To all of your nurses and aides out there that do what you do every day (and do it well), my hat goes off to you. Seriously.

Hi there!

I've been reading this board for about two weeks now.

I've just finished my first week of CNA classes.

I registered because I wanted to post here and offer some hugs.

It seems like according to your first post that maybe you have

self esteem issues, and perhaps you are just too hard on yourself?

I'm like that alot too.... and I get stressed and feel great pressure and anxiety,

and it's really all due to myself and how I feel about myself.

You've done a wonderful job from what I have read. You've made it through the

certification and have been doing your job for a few weeks.... you're just doubting yourself...

I'm afraid though that if you decide to quit that you'll feel even worse..

Some people just take longer at doing things. I'm more detailed about stuff so I always take longer, but I do things very well.

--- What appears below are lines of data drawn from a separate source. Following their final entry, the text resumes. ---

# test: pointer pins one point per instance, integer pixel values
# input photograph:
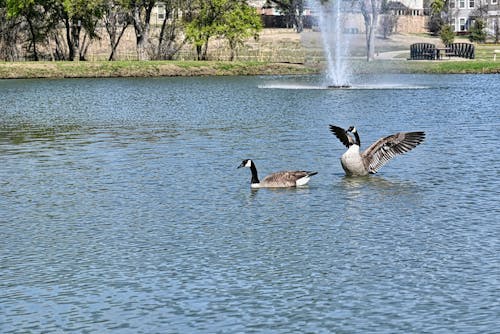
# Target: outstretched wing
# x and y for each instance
(384, 149)
(342, 135)
(285, 178)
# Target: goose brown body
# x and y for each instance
(356, 163)
(282, 179)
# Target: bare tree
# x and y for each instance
(116, 19)
(370, 10)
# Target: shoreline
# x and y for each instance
(118, 69)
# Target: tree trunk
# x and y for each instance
(33, 37)
(142, 27)
(75, 36)
(114, 41)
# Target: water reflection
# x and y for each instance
(133, 209)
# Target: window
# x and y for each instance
(462, 24)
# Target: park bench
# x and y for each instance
(419, 51)
(464, 50)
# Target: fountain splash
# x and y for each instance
(330, 20)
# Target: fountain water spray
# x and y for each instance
(330, 20)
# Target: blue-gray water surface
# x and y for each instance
(122, 210)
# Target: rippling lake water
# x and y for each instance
(121, 208)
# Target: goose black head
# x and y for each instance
(245, 163)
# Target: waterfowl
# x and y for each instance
(378, 154)
(281, 179)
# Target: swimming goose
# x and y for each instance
(378, 154)
(279, 179)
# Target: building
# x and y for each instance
(463, 13)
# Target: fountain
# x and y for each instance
(335, 43)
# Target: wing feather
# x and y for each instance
(342, 135)
(384, 149)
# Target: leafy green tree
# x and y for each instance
(203, 24)
(172, 26)
(116, 20)
(436, 21)
(140, 11)
(446, 34)
(477, 32)
(10, 32)
(230, 19)
(293, 10)
(239, 24)
(78, 14)
(31, 12)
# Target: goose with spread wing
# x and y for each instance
(356, 163)
(283, 179)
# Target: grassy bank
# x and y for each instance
(105, 69)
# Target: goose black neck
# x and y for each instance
(255, 177)
(356, 136)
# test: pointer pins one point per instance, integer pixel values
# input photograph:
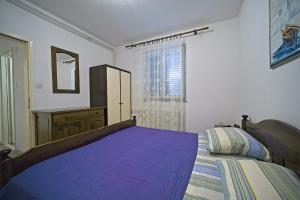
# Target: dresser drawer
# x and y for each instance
(65, 117)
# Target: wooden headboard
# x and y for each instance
(9, 167)
(282, 140)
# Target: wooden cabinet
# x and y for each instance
(56, 124)
(111, 87)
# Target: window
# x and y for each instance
(165, 77)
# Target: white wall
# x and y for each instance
(212, 75)
(16, 21)
(265, 93)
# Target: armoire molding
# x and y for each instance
(37, 11)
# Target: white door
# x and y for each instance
(125, 96)
(113, 96)
(7, 101)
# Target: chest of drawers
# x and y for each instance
(55, 124)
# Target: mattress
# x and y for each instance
(134, 163)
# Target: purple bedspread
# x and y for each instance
(134, 163)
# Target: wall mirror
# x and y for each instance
(65, 71)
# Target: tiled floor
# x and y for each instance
(13, 154)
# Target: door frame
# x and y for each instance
(30, 142)
(9, 53)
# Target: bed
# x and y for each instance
(124, 161)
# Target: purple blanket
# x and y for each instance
(134, 163)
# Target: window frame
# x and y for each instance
(162, 93)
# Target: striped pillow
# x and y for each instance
(252, 179)
(229, 140)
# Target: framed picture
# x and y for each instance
(284, 31)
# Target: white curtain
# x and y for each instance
(159, 86)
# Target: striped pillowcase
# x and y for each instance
(229, 140)
(252, 179)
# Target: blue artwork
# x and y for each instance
(284, 31)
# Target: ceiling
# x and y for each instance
(120, 22)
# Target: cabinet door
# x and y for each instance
(113, 96)
(125, 96)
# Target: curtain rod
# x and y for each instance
(170, 37)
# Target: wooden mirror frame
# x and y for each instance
(55, 50)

Would it help you any if you just did your job and stopped worrying about what others think? Perhaps you're your worst critic?

Specializes in LTC.

Not to sound trite or anything, but things WILL get better. You can do this. I can relate to everything you've described in your posts so far- the incredible stress, not knowing what you're doing wrong but feeling like you're not doing anything right, feeling paralyzed by suspicion that everyone thinks you're doing a horrible job and being being absolutely convinced that you're not cut out for the job and will be a bad CNA forever... that's something I definitely went through. I pretty much had an anxiety attack that lasted for like 2 months. It sucked. But things got better.

You said it's not the duties that intimidate you, but feeling stupid and incompetent- do you know WHY you feel like that? Is it because you finish your work last, you think you ask too many questions, you're never sure what to do next...? Being able to pinpoint what brings negative feelings out should help.

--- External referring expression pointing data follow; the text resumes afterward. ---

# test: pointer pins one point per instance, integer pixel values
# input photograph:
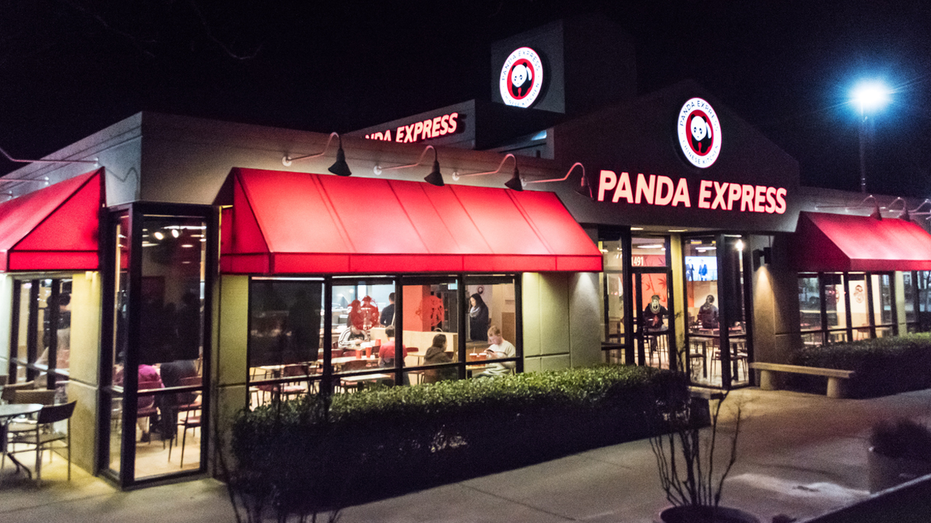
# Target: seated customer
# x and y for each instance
(349, 335)
(500, 348)
(437, 355)
(172, 373)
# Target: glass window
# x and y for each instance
(910, 291)
(43, 330)
(648, 252)
(170, 339)
(701, 285)
(492, 342)
(809, 302)
(431, 332)
(285, 337)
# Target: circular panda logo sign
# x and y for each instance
(699, 133)
(521, 78)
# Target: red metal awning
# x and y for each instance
(838, 242)
(54, 228)
(288, 223)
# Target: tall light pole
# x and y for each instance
(869, 97)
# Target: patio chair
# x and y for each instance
(43, 435)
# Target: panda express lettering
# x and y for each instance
(419, 131)
(662, 190)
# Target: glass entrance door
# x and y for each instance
(155, 366)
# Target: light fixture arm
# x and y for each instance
(564, 178)
(457, 176)
(379, 169)
(95, 161)
(287, 159)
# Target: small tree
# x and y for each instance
(685, 453)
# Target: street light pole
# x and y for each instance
(868, 96)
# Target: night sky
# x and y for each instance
(69, 68)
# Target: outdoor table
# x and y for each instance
(7, 413)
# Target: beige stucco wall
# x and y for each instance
(561, 320)
(230, 335)
(84, 366)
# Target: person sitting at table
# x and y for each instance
(500, 348)
(654, 315)
(437, 355)
(387, 352)
(708, 314)
(348, 336)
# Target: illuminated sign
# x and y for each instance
(699, 133)
(521, 78)
(712, 195)
(419, 131)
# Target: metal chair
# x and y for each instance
(43, 435)
(8, 390)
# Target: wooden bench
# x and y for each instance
(837, 384)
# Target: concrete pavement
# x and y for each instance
(799, 454)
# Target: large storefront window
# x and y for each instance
(847, 306)
(285, 337)
(716, 307)
(42, 330)
(382, 332)
(156, 384)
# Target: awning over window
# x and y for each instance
(287, 223)
(54, 228)
(839, 242)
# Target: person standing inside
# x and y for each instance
(478, 319)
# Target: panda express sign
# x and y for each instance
(699, 137)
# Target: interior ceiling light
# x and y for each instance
(339, 167)
(434, 178)
(584, 188)
(95, 161)
(515, 183)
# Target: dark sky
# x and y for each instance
(71, 67)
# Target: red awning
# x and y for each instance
(839, 242)
(54, 228)
(287, 223)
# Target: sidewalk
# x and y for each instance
(800, 455)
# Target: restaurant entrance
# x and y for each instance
(160, 260)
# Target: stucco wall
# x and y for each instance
(561, 320)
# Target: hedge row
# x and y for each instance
(883, 366)
(306, 454)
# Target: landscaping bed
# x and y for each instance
(308, 454)
(883, 366)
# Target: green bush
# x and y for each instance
(319, 453)
(883, 366)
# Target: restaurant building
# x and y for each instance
(590, 224)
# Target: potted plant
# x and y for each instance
(900, 451)
(685, 456)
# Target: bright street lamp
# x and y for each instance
(869, 96)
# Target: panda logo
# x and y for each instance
(521, 78)
(699, 133)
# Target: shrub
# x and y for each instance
(883, 366)
(902, 438)
(318, 454)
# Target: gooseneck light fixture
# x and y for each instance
(434, 178)
(339, 167)
(516, 183)
(95, 161)
(584, 188)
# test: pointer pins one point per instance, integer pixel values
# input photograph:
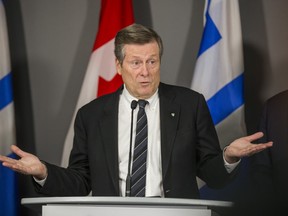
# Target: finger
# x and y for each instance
(18, 151)
(254, 136)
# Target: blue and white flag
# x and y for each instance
(8, 182)
(219, 70)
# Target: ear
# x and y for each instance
(118, 67)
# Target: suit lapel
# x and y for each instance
(169, 115)
(109, 133)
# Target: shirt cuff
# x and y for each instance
(40, 182)
(230, 166)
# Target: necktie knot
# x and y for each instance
(142, 103)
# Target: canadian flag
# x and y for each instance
(101, 76)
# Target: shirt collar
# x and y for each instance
(129, 98)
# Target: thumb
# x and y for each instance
(18, 151)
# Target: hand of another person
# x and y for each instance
(28, 164)
(243, 147)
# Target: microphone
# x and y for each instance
(128, 179)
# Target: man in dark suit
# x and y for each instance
(269, 169)
(182, 141)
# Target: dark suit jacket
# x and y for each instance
(189, 148)
(270, 167)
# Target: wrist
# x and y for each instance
(229, 158)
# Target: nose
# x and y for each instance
(145, 69)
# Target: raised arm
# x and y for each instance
(28, 164)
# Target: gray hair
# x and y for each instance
(135, 34)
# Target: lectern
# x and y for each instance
(123, 206)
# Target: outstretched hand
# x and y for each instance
(243, 147)
(28, 164)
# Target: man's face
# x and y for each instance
(140, 70)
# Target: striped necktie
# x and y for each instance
(138, 180)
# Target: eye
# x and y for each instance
(135, 64)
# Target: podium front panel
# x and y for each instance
(105, 210)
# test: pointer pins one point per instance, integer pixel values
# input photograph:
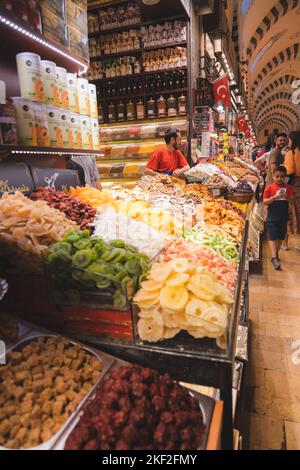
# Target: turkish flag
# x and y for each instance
(242, 123)
(221, 91)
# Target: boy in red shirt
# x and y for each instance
(168, 159)
(276, 197)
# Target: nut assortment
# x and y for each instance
(136, 408)
(40, 387)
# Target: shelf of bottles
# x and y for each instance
(140, 70)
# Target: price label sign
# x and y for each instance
(14, 177)
(55, 178)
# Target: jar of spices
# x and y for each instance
(130, 111)
(112, 113)
(171, 105)
(182, 105)
(161, 107)
(140, 110)
(121, 111)
(151, 108)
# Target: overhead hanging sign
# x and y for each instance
(15, 176)
(55, 178)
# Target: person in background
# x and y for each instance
(277, 197)
(263, 157)
(71, 165)
(276, 158)
(168, 159)
(255, 153)
(292, 164)
(91, 172)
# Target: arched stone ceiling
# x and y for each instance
(270, 44)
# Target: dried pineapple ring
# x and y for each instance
(143, 295)
(147, 313)
(151, 329)
(160, 273)
(151, 285)
(224, 295)
(179, 265)
(197, 333)
(198, 292)
(174, 298)
(177, 280)
(170, 332)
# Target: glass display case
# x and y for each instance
(125, 149)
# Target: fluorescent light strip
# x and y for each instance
(39, 152)
(13, 25)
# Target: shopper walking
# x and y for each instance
(276, 158)
(277, 197)
(292, 164)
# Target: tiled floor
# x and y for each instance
(274, 383)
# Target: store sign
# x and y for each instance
(54, 178)
(15, 176)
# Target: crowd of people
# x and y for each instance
(279, 164)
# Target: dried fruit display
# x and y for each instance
(111, 225)
(179, 296)
(85, 262)
(200, 255)
(74, 209)
(92, 196)
(138, 409)
(219, 242)
(40, 387)
(27, 228)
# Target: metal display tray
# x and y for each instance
(107, 362)
(206, 405)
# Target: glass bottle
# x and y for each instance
(171, 104)
(161, 107)
(112, 115)
(100, 113)
(182, 105)
(121, 111)
(140, 110)
(130, 111)
(151, 108)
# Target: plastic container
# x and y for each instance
(83, 96)
(62, 82)
(93, 101)
(87, 138)
(55, 127)
(95, 133)
(106, 362)
(25, 121)
(77, 133)
(50, 82)
(73, 93)
(41, 124)
(30, 76)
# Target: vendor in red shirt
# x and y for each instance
(168, 159)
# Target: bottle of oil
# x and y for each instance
(161, 107)
(151, 108)
(171, 104)
(140, 110)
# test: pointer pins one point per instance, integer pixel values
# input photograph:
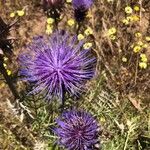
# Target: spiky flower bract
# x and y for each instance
(80, 8)
(5, 42)
(57, 65)
(77, 130)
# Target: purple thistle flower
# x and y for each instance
(77, 130)
(57, 65)
(80, 8)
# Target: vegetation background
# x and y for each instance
(119, 95)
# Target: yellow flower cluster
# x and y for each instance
(112, 33)
(88, 31)
(68, 1)
(5, 65)
(141, 43)
(19, 13)
(131, 15)
(49, 26)
(71, 22)
(143, 62)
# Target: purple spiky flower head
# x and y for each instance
(80, 8)
(77, 130)
(57, 65)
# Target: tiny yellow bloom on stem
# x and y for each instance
(2, 85)
(147, 38)
(89, 15)
(130, 18)
(12, 15)
(136, 49)
(112, 37)
(87, 45)
(4, 65)
(5, 58)
(125, 21)
(143, 65)
(124, 59)
(50, 20)
(128, 10)
(135, 18)
(20, 13)
(140, 43)
(71, 22)
(88, 31)
(136, 8)
(144, 45)
(49, 31)
(8, 72)
(68, 1)
(112, 31)
(143, 58)
(138, 34)
(80, 37)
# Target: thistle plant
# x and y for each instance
(57, 65)
(77, 130)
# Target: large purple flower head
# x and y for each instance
(77, 130)
(80, 8)
(57, 65)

You need to remind yourself... the only stupid question is an unasked question. Things will all start to fall into place soon enough for you! Keep the faith.

I have had receptionists at the docs office be in tears, stating they just couldnt keep up the pace. I would continue to give them the weekly/ sometimes daily pep talks: Do not worry about the other coworkers. Sometimes everyone forgets that they were indead new to the field at one point in their lives. One day it will all click and fall into place.

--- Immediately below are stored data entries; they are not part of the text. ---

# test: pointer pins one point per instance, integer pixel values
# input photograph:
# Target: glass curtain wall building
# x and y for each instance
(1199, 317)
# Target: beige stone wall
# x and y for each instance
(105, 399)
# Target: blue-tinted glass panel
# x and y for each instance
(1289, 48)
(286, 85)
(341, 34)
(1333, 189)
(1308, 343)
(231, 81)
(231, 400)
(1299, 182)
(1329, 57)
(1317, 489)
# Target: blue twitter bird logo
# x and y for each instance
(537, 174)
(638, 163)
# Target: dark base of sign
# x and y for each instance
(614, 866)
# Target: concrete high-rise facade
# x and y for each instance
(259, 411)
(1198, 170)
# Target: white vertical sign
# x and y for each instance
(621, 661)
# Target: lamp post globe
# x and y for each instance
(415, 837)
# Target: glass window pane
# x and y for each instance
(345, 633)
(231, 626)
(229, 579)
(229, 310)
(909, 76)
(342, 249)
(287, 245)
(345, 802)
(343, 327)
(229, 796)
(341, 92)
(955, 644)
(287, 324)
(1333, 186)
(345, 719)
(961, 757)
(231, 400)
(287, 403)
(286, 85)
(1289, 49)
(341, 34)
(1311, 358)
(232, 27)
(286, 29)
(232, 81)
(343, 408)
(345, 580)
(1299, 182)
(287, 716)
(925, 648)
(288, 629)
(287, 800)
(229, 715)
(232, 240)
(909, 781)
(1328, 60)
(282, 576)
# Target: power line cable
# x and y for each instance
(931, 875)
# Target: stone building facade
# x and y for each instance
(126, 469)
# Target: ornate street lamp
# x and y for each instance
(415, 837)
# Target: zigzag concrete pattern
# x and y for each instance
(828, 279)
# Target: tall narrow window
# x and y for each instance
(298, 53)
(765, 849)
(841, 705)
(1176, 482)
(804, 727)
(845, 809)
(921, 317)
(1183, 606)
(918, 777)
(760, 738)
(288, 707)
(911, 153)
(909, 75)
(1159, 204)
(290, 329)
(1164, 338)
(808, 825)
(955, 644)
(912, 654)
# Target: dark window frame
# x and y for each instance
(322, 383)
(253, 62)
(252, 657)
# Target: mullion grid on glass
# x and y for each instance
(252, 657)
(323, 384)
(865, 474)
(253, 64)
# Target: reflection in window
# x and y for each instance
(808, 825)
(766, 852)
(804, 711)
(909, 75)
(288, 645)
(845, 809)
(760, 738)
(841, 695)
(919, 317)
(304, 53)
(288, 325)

So you spent an extra 5-10 min with the patient... you got the task accomplished, and that person had an extra few minutes of being able to talk to someone other than the wall.

Hang in there! The fact that you are stating your concerns shows that you really care about your job. You appear to be striving for improvement and that says volumes about your character and perserverance. I applaud you! You are going to make an excellent CNA and I believe you will be successful at whatever you choose to pursue.

I felt the same way my first week. Then the second week, I was so stressed that I too was going to quit and just give it all up. However, I stood it out, and before the end of the second week, my first weekend I was forced into carrying a 17 pt assignment and I did it.

You are lucky that you have good co workers, mine sucked orifice.

Hang in there, it takes time to get your own routine down. Good Luck.